A substância é um polímero criado a partir da proteína laminina, presente naturalmente no corpo humano e extraída de placentas. O grande diferencial está no processo de polimerização, que torna a molécula mais estável e funcional. Essa modificação permite à substância promover o crescimento de axônios, as estruturas neuronais responsáveis pela comunicação entre o cérebro e o corpo.
Resultados surpreendentes em pacientes
Embora ainda em fase experimental, os testes realizados com oito pacientes entre 2018 e 2021 revelaram resultados animadores. Os voluntários foram tratados na fase aguda da lesão — até 72 horas após o trauma — em hospitais do Rio de Janeiro. Alguns apresentaram recuperação parcial dos movimentos, enquanto outros, como o caso noticiado de Bruno, tiveram recuperação total da mobilidade.
Os testes também envolveram cães com lesões naturais, permitindo avaliar o efeito da polilaminina em quadros crônicos. Ainda que não seja possível afirmar qual protocolo é mais eficaz, todos os animais tratados demonstraram algum nível de melhora.
Aplicação direta e potencial para casos antigos
A administração do medicamento ocorre diretamente na medula espinhal, geralmente durante cirurgia, mas também pode ser feita via injeção percutânea com orientação por imagem. Embora o foco atual seja o tratamento precoce, a equipe de pesquisa também estuda a eficácia da droga em lesões crônicas, inclusive associando a polilaminina a outras substâncias que removem barreiras à regeneração, como cicatrizes neurais.
Próximos passos: aprovação e produção em larga escala
Para avançar com os testes clínicos, a equipe aguarda a autorização da Anvisa, que irá avaliar a nova formulação desenvolvida pelo Laboratório Cristália. A substância será produzida sob padrões farmacêuticos rigorosos, diferente da versão usada em laboratório.

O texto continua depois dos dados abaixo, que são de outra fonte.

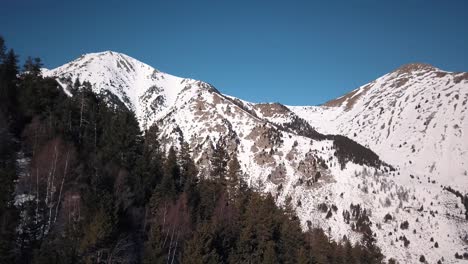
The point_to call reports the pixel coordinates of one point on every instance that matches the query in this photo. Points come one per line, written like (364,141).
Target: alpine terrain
(387,162)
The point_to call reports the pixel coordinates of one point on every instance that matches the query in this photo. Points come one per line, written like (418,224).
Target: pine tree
(170,184)
(188,169)
(33,66)
(219,162)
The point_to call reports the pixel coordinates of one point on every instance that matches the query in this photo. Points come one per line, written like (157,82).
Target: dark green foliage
(103,193)
(349,150)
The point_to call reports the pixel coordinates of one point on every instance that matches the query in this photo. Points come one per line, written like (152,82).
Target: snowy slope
(282,154)
(414,118)
(143,89)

Com a aprovação, será possível iniciar a chamada fase 1-2 dos estudos clínicos, que deve durar aproximadamente dois anos.
Tatiana Sampaio destaca que, em casos de doenças raras e graves como essa, existe a possibilidade de uso compassivo do medicamento antes mesmo da conclusão da fase 3, caso os resultados continuem positivos.

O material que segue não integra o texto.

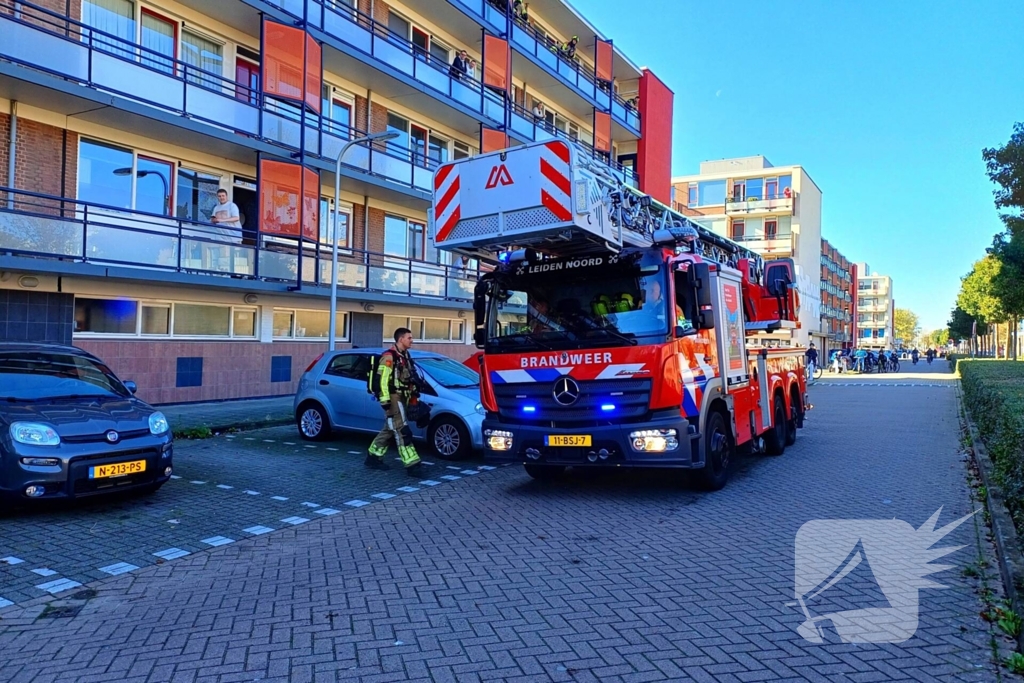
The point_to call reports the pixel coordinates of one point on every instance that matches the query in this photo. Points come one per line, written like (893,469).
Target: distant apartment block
(775,211)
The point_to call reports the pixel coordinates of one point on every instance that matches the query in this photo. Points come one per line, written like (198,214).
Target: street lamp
(382,136)
(141,174)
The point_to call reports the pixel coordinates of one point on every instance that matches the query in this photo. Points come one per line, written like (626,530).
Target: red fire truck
(615,332)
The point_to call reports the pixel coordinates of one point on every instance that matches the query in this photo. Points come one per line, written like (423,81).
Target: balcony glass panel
(120,76)
(341,27)
(39,233)
(32,46)
(392,54)
(223,110)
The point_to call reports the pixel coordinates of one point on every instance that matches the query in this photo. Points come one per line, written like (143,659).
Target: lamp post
(141,174)
(374,137)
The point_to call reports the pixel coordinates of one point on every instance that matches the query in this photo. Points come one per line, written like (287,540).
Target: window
(160,38)
(117,177)
(308,324)
(429,329)
(202,319)
(202,54)
(197,195)
(109,316)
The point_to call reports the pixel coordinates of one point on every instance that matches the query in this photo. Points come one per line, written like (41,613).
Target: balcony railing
(67,48)
(376,40)
(543,50)
(774,204)
(47,226)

Ciência nacional e investimento público
A pesquisadora enfatiza o papel das universidades públicas no desenvolvimento de soluções inovadoras como essa. Foram 27 anos de pesquisa, começando pela ciência básica até chegar a uma aplicação clínica real, o que, segundo ela, seria improvável sem investimento público sustentado. “O setor privado não faria um aporte tão longo sem garantia de retorno”, afirmou.
Ao mesmo tempo, ela defende que o Brasil precisa avançar na transferência de tecnologia para o setor produtivo, de modo a transformar o conhecimento científico em soluções acessíveis para a população.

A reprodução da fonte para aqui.